Python extension - construct and inspect large integers efficiently

Question 1

The underscore prefix largely means the same thing in the C API as in normal Python: "this function is an implementation detail subject to change, so watch yourself if you use it". You're not forbidden to use such functions, and if it's the only way to achieve a particular goal (e.g. significant efficiency gains in your case), then it's fine to use the API as long as you are aware of the hazard.

If the _PyLong_FromByteArray API was truly private, it would be a static function and wouldn't be fully documented and exported in longobject.h. In fact, Tim Peters (a well-known Python core developer) explicitly blesses its use:

[Dan Christensen]

My student and I are writing a C extension that produces a large integer in binary which we'd like to convert to a python long. The number of bits can be a lot more than 32 or even 64. My student found the function _PyLong_FromByteArray in longobject.h which is exactly what we need, but the leading underscore makes me wary. Is it safe to use this function?

Python uses it internally, so it better be ;-)

Will it continue to exist in future versions of python?

No guarantees, and that's why it has a leading underscore: it's not an officially supported, externally documented, part of the advertised Python/C API. It so happens that I added that function, because Python needed some form of its functionality internally across different C modules. Making it an official part of the Python/C API would have been a lot more work (which I didn't have time for), and created an eternal new maintenance burden (which I'm not keen on regardless ;-)).

In practice, few people touch this part of Python's implementation, so I don't /expect/ it will go away, or even change, for years to come. The biggest insecurity I can think of offhand is that someone may launch a crusade to make some other byte-array <-> long interface "official" based on a different way of representing negative integers. But even then I expect the current unofficial functions to remain, since the 256's-complement representation remains necessary for the struct module's "q" format, and for the pickle module's protocol=2 long serialization format.

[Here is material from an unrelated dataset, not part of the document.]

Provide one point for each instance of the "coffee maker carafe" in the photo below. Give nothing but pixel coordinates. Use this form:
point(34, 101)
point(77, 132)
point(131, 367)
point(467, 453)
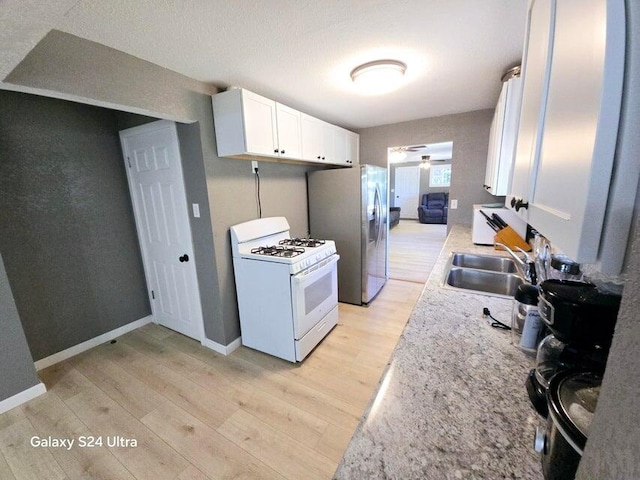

Or is there some other method we should use?

No. That's why these functions were invented to begin with ;-)

Here's the documentation (from Python 3.2.1):

/* _PyLong_FromByteArray:  View the n unsigned bytes as a binary integer in
   base 256, and return a Python long with the same numeric value.
   If n is 0, the integer is 0.  Else:
   If little_endian is 1/true, bytes[n-1] is the MSB and bytes[0] the LSB;
   else (little_endian is 0/false) bytes[0] is the MSB and bytes[n-1] the
   LSB.
   If is_signed is 0/false, view the bytes as a non-negative integer.
   If is_signed is 1/true, view the bytes as a 2's-complement integer,
   non-negative if bit 0x80 of the MSB is clear, negative if set.
   Error returns:
   + Return NULL with the appropriate exception set if there's not
     enough memory to create the Python long.
*/
PyAPI_FUNC(PyObject *) _PyLong_FromByteArray(
    const unsigned char* bytes, size_t n,
    int little_endian, int is_signed);

The main reason it's an "underscore-prefixed" API is because it depends on the implementation of the Python long as an array of words in a power-of-two base. This isn't likely to change, but since you're implementing an API on top of this, you can insulate your callers from changes in the Python API later on.

Question 2

Sounds like you need PyNumber_Long. Some doc hits are here.